Did you stay together to keep up political appearances? Sorry Al but you lost the 2000 Presidential election to Dubya. These are facts and may I also remind you both again...that was a decade ago. Tipper did you just realize he would never be the POTUS?

Did you just realize you have little in common? We know, we know...Al was never the party starter (Nish stay out of this 1) but you knew that back in '70 right?  When everyone was doing a lil dance, making a lil love, & getting down tonight, Al was practicing his future acceptance speech to the U.S. House of Reps. In fact it took Tina Fey & a game of Operation to find this man's funny bone. So that can't be it.

Did someone just decide they wanted to be with someone else? Of course this rumor has been fiercely denied but after 40 years who will you bring to your grand kid's future weddings?

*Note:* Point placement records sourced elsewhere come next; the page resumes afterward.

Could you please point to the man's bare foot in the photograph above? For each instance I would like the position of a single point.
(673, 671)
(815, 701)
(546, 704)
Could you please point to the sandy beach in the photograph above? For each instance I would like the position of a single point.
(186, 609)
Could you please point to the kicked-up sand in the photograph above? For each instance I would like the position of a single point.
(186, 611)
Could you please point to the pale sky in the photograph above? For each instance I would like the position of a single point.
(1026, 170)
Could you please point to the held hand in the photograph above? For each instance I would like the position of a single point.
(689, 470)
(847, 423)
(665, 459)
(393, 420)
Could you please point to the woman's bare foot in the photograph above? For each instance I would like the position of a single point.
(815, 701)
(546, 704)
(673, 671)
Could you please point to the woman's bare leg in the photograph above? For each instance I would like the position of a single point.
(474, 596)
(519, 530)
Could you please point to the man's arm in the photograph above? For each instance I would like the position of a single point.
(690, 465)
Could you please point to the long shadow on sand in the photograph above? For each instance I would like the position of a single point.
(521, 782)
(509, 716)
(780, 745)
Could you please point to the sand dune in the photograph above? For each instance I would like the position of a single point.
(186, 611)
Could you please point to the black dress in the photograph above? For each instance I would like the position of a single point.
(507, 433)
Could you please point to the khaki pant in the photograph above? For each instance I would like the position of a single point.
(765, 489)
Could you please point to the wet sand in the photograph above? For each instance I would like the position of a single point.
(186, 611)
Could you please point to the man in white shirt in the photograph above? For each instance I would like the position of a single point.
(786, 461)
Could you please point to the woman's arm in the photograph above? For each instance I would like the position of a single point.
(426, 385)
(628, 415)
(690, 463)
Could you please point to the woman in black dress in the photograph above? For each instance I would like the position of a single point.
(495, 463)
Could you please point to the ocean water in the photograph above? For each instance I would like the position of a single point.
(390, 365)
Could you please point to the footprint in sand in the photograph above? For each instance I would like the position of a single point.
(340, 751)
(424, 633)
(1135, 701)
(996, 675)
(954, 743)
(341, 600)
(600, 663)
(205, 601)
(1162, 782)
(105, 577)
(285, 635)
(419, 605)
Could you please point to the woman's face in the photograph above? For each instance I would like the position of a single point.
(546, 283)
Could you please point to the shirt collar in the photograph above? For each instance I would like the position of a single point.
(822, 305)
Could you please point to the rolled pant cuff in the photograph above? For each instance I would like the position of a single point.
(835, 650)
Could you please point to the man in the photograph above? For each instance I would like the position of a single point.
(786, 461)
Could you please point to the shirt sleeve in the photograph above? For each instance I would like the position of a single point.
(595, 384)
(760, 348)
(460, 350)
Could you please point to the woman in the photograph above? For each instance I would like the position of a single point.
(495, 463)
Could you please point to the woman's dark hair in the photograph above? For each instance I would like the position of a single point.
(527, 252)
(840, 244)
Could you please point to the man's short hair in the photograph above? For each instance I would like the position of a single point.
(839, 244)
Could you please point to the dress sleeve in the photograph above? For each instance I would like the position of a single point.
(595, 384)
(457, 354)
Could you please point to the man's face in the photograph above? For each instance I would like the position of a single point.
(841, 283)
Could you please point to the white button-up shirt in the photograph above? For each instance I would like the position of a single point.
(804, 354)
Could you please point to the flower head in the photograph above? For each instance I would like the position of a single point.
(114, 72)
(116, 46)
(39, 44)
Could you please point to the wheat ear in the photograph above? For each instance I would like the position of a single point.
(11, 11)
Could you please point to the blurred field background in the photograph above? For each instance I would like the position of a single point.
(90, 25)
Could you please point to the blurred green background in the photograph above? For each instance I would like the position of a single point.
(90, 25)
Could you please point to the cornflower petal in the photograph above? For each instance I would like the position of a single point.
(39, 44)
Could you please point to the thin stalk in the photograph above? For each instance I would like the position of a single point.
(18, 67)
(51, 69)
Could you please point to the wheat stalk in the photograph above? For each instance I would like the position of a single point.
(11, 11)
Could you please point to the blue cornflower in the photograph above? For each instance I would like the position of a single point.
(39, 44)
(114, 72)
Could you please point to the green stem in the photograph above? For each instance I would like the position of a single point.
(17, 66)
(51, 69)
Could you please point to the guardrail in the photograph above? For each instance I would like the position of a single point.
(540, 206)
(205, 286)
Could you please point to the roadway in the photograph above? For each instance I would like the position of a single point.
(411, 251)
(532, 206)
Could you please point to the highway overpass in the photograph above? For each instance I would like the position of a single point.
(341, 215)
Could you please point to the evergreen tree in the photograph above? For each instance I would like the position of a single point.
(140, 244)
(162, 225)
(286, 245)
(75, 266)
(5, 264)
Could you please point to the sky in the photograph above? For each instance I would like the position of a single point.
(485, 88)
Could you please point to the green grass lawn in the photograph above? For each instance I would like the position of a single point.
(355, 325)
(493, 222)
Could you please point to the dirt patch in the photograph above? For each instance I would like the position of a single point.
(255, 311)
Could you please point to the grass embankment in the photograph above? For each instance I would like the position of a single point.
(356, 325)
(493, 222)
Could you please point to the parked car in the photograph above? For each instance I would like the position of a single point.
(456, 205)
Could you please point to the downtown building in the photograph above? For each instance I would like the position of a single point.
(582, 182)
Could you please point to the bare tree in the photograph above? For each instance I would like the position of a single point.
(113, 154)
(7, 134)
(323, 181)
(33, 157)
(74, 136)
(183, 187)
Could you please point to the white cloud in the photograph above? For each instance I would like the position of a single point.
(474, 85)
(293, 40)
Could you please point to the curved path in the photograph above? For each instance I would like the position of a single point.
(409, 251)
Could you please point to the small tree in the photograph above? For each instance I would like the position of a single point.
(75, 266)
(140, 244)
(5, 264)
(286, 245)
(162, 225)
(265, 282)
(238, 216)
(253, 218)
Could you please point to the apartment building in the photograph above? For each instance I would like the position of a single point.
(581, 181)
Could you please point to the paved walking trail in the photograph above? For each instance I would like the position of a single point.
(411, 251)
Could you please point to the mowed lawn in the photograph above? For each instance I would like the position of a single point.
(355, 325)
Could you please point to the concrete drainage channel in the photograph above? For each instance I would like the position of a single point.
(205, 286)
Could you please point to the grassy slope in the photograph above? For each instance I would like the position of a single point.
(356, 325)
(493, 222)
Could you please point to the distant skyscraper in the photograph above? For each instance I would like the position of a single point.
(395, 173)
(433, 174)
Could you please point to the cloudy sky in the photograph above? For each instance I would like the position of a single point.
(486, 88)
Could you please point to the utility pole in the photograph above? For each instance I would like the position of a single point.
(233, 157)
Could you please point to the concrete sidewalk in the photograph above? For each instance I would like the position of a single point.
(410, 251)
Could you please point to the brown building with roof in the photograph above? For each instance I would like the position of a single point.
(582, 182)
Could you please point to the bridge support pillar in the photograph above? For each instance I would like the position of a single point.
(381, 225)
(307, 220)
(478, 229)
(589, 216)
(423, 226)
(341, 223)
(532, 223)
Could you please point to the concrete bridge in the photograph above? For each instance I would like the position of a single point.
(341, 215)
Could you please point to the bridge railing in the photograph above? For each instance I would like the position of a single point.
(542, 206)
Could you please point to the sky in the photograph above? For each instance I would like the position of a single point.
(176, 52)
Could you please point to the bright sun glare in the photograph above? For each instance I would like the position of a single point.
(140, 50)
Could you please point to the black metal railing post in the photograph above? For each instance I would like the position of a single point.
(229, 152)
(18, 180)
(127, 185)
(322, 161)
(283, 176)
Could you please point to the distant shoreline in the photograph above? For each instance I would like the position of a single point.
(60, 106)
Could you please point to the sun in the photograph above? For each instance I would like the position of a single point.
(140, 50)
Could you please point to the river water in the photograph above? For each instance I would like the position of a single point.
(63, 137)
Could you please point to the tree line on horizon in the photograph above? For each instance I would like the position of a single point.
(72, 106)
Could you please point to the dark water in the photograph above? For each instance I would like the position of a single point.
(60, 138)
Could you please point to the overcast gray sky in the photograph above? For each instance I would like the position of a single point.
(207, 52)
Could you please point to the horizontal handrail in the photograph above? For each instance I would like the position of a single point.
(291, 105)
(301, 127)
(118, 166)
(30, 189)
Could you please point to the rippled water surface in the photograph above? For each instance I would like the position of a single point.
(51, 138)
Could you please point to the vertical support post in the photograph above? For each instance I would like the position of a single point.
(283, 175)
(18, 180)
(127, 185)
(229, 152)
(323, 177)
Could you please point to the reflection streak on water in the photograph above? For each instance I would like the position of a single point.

Did you just "grow apart"? Puh-lease. Grow apart? After 40 years the only things that should grow apart are mountains and silicon boobs.

Did you just realize you were living separate lives?  Really? When? During Vietnam? During congressional commitments? Perhaps it was in '88 when Tipper was busy raising 4 children and Al launched his first bid for President. Oh it must have been those days when Al flew to Hollywood to accept his Oscar & Grammy. No? That wasn't it huh? Well maybe it was the week Al spent abroad receiving his Nobel Prize. No didn't happen then either? Well then I just don't know when this could have happened because you've ALWAYS lived separate lives. That's what happens when you're a public servant or a concerned mom championing for parental advisory stickers on CDs.You go off and perform your civic duties and then you come back to your family.

Allow me to retort with the best answer to stay together yet. Divorce is bad for the environment. Yeah add that to your flow charts and spread sheets Mr.Gore. Divorce splits households, which builds more consumption, which adds to additional waste. It takes a lot more energy to run two homes instead of one. That's more wires, more electricity, more heat, more water, more air conditioning. Think of all the light bulbs you'll need to replace in a separate home. For goodness sake Gores think of the dolphins...or whales or whatever tickles your fancy. 

Alas carbon billionaire...me thinks you both should have consulted the front porch before you made this announcement. I assure you that when you're rocking on that rocking chair later in life & you look to your side to find your love gone & a honey bee after your sweet tea that will be the most inconvenient truth of them all.


1 My bestie Nish & I were out enjoying drinks at a hotel bar. She obviously lead me in drinks because after her brazen hotel lobby piano performance she starts going on a spiel with some Russian dudes about how Al Gore is the coolest dude ever! This was many moons ago & Al had not yet donned his cape on 30 Rock. We have never returned to this hotel as I'm sure each doorman now has a picture of us.